En insistant sur la révision de l’article de loi 411, Kaïs Saïed agit comme à son habitude, par populisme sans expertise profonde sur le sujet. Il parle carrément d’expériences comparées à l’étranger où le chèque sans provision aurait été pénalisé, sans pour autant citer un seul pays.

Loin des intox facebookiennes, ce qu’il faut savoir est que le nombre de prisonniers pour chèques sans provision est loin des milliers cités par les aficionados de Kaïs Saïed. Il a été de 415 prisonniers en février 2022, selon le procureur de la République interviewé sur la chaîne publique El Wataniya 1 le 17 février 2022 et cité par le journal public La Presse en date du 16 mars 2022. Depuis, on n’a pas de chiffre exact, mais il est difficile de croire que le nombre est passé de 415 à 8000 en l’espace d’un an.

Et si le nombre n’a pas cru autant, c’est parce que les tribunaux sont des plus cléments et des plus compréhensifs en ce qui concerne ce crime.

Un avocat bien au fait du sujet témoigne pour Business News. Entre le moment où une personne émet un chèque sans provision et son incarcération, s’écoulent plusieurs mois, souvent deux ans.

L’émetteur du chèque sans provision est d’abord averti par sa banque qui lui laisse un délai de plusieurs jours, voire quelques semaines. Une fois la victime dépose plainte, il s’écoule plusieurs mois avant que le dossier ne soit devant une cour.
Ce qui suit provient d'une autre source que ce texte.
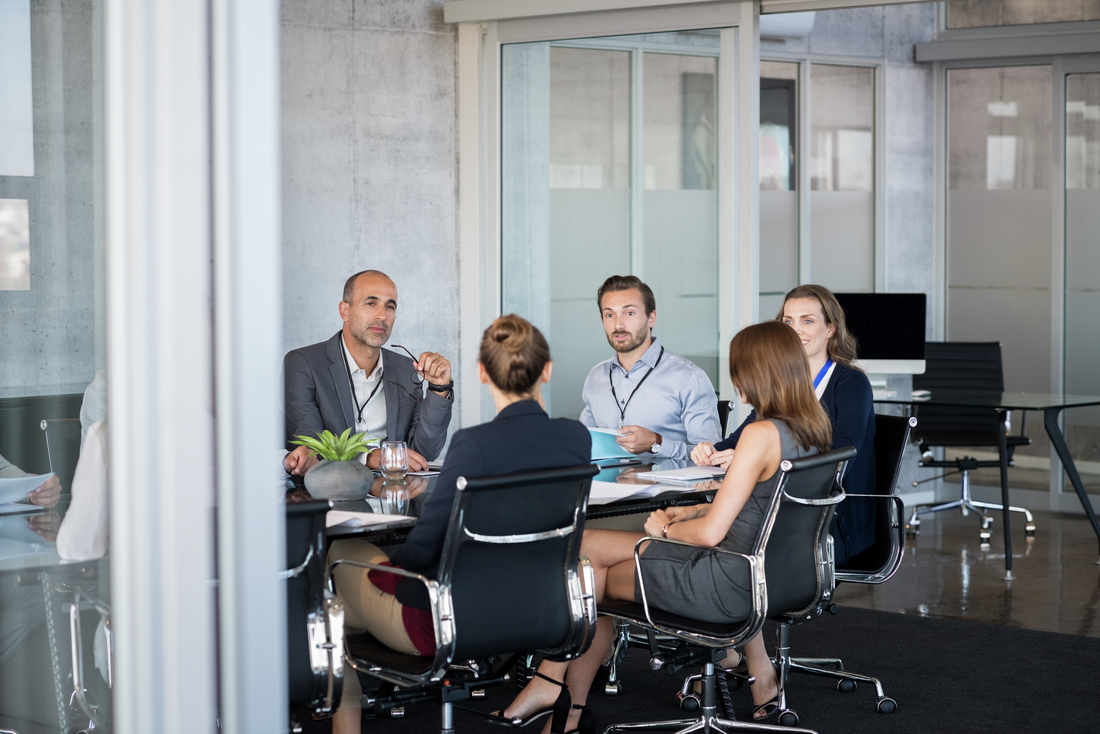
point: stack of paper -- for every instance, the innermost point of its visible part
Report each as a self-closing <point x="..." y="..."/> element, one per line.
<point x="361" y="519"/>
<point x="604" y="446"/>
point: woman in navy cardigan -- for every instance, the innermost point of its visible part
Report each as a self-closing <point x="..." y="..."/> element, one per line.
<point x="845" y="393"/>
<point x="514" y="361"/>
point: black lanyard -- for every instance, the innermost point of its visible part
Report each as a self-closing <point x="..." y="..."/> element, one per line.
<point x="623" y="408"/>
<point x="343" y="353"/>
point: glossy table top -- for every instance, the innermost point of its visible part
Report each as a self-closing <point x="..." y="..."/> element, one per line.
<point x="1002" y="401"/>
<point x="407" y="496"/>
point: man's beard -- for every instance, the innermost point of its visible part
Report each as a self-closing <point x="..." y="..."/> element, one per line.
<point x="630" y="344"/>
<point x="364" y="335"/>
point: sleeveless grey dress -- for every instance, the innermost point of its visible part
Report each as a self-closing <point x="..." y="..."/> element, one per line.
<point x="701" y="583"/>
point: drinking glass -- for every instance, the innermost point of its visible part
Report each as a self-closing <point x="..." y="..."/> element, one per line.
<point x="395" y="459"/>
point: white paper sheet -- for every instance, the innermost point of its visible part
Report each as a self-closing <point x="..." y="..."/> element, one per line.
<point x="13" y="490"/>
<point x="686" y="474"/>
<point x="361" y="519"/>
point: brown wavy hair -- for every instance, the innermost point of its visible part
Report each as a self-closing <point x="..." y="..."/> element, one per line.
<point x="842" y="346"/>
<point x="768" y="364"/>
<point x="514" y="353"/>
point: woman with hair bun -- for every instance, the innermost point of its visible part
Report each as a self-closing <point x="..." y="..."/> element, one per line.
<point x="845" y="393"/>
<point x="514" y="361"/>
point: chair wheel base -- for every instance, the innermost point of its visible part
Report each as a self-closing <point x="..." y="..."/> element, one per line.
<point x="788" y="719"/>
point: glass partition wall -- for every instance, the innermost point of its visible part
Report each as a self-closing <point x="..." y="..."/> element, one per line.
<point x="1082" y="270"/>
<point x="53" y="384"/>
<point x="609" y="166"/>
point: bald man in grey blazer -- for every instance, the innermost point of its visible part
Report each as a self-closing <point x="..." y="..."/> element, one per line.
<point x="337" y="384"/>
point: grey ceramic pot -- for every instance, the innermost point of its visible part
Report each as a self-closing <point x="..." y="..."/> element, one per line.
<point x="338" y="480"/>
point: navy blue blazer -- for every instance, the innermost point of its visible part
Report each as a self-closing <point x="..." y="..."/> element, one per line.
<point x="520" y="438"/>
<point x="847" y="402"/>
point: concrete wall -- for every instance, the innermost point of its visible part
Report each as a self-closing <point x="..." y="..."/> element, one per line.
<point x="369" y="165"/>
<point x="48" y="332"/>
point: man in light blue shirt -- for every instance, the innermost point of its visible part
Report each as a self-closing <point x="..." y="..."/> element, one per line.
<point x="661" y="403"/>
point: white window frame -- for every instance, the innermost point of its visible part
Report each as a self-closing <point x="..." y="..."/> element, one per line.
<point x="804" y="119"/>
<point x="481" y="37"/>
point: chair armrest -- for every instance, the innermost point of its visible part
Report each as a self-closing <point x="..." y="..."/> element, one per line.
<point x="759" y="585"/>
<point x="899" y="545"/>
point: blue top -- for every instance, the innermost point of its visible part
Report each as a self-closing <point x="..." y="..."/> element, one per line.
<point x="677" y="401"/>
<point x="847" y="403"/>
<point x="520" y="438"/>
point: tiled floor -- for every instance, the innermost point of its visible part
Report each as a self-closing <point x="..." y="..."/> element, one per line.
<point x="945" y="573"/>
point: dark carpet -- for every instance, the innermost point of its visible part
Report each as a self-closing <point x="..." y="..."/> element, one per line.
<point x="945" y="675"/>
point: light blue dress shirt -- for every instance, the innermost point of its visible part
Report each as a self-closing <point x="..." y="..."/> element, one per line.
<point x="677" y="401"/>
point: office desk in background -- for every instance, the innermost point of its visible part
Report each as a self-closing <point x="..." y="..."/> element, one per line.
<point x="406" y="497"/>
<point x="1052" y="407"/>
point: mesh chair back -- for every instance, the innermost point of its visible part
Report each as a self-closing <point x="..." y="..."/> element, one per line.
<point x="793" y="566"/>
<point x="891" y="436"/>
<point x="970" y="369"/>
<point x="63" y="448"/>
<point x="513" y="544"/>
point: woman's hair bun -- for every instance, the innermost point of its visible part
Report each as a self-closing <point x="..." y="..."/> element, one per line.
<point x="514" y="353"/>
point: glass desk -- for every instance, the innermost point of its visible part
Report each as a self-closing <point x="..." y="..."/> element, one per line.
<point x="1052" y="407"/>
<point x="407" y="496"/>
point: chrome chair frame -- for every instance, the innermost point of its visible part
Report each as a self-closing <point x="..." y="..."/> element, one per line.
<point x="834" y="667"/>
<point x="580" y="587"/>
<point x="708" y="719"/>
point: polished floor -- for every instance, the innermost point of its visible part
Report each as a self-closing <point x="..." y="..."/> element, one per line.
<point x="946" y="574"/>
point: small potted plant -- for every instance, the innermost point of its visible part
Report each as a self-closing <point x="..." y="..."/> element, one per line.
<point x="339" y="474"/>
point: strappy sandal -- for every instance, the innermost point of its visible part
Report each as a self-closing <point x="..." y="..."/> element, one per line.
<point x="587" y="723"/>
<point x="559" y="710"/>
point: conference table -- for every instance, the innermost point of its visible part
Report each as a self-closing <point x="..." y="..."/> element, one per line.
<point x="404" y="497"/>
<point x="1049" y="404"/>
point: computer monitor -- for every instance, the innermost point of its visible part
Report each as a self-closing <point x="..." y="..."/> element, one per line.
<point x="890" y="330"/>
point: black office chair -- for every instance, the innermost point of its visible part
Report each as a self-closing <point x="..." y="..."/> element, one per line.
<point x="879" y="562"/>
<point x="63" y="448"/>
<point x="965" y="369"/>
<point x="724" y="407"/>
<point x="314" y="615"/>
<point x="791" y="566"/>
<point x="510" y="578"/>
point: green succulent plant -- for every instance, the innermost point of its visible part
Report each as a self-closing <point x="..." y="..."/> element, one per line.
<point x="337" y="448"/>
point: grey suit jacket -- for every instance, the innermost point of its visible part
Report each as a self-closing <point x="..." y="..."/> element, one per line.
<point x="318" y="397"/>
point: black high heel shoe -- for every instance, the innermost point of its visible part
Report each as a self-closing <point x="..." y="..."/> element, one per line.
<point x="587" y="723"/>
<point x="559" y="710"/>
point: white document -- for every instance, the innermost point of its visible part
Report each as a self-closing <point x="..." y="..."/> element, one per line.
<point x="361" y="519"/>
<point x="688" y="474"/>
<point x="604" y="492"/>
<point x="13" y="490"/>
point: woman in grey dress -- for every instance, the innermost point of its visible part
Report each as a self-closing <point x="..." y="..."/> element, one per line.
<point x="769" y="368"/>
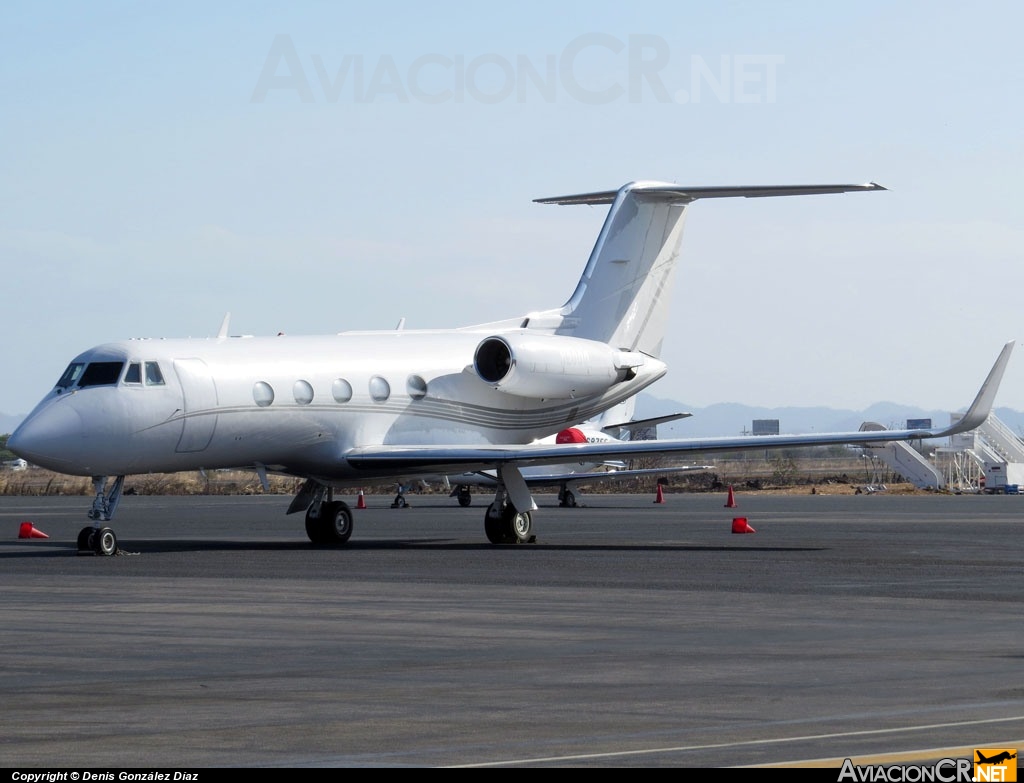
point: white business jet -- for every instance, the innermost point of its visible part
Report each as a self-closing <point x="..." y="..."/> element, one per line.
<point x="346" y="409"/>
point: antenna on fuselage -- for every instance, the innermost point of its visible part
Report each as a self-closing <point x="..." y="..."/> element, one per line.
<point x="224" y="325"/>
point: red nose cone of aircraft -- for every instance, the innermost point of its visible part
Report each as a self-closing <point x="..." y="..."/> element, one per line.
<point x="570" y="435"/>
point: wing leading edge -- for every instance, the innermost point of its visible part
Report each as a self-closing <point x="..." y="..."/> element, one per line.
<point x="459" y="458"/>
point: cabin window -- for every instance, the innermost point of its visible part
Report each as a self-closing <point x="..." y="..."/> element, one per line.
<point x="153" y="375"/>
<point x="100" y="374"/>
<point x="380" y="389"/>
<point x="342" y="390"/>
<point x="71" y="376"/>
<point x="416" y="387"/>
<point x="262" y="393"/>
<point x="303" y="392"/>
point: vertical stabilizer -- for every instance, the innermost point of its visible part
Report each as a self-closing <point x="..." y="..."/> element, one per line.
<point x="624" y="295"/>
Devant la cour, la victime multiplie les demandes de report d’audience et la cour répond systématiquement par la positive dès lors qu’elle s’aperçoit que l’émetteur du chèque fait preuve de bonne foi et montre sa disposition à régulariser sa situation. Si, au bout de ces nombreux mois, l’émetteur du chèque n’a toujours pas régularisé sa situation et honoré ses engagements envers ses victimes, il est condamné en première instance. Mais toutes les cartouches ne sont pas pour autant épuisées. Il peut interjeter appel et il bénéficiera systématiquement de plusieurs autres mois et de plusieurs nouveaux reports. On est facilement déjà dans un délai de deux ans entre le moment de la rédaction du chèque en bois et le verdict en appel. À chacune de ces étapes, quel que soit le moment, l’émetteur du chèque jouit de sa liberté et voit toutes les procédures judiciaires annulées (et libéré s’il a été déjà emprisonné en première instance) dès lors que sa victime abandonne les charges. Les juges tunisiens distinguent clairement l’erreur naturelle de l’escroquerie malveillante.

En Tunisie, dans les faits, le chèque a été dénaturé de sa fonction première. Il est devenu un moyen de garantie pour les uns et d’arnaque pour les autres. Des milliers de personnes le délivrent alors qu’ils n’ont pas les fonds nécessaires en tablant sur de l’argent à venir, mais qui ne vient pas. Des centaines l’utilisent à tort et à travers pour obtenir de l’argent frais au détriment de leurs victimes.

Contrairement à ce qui est prétendu, les personnes vraiment de bonne foi ne vont jamais en prison puisqu’elles ont la possibilité de régulariser leur situation rapidement. Ceux qui vont en prison sont les personnes qui ont émis plusieurs chèques avec des montants faramineux et qui se trouvent dans l’impossibilité de les régulariser durant les temps offerts par le système judiciaire tunisien.

Ceux qui en pâtissent le plus ce sont les commerçants et les industriels qui ont vendu des marchandises sans recevoir leur légitime contrepartie. Ces personnes ont été arnaquées et c’est à eux que doit penser obligatoirement le législateur car ce sont eux qui font l’économie nationale, la croissance et la création d’emploi.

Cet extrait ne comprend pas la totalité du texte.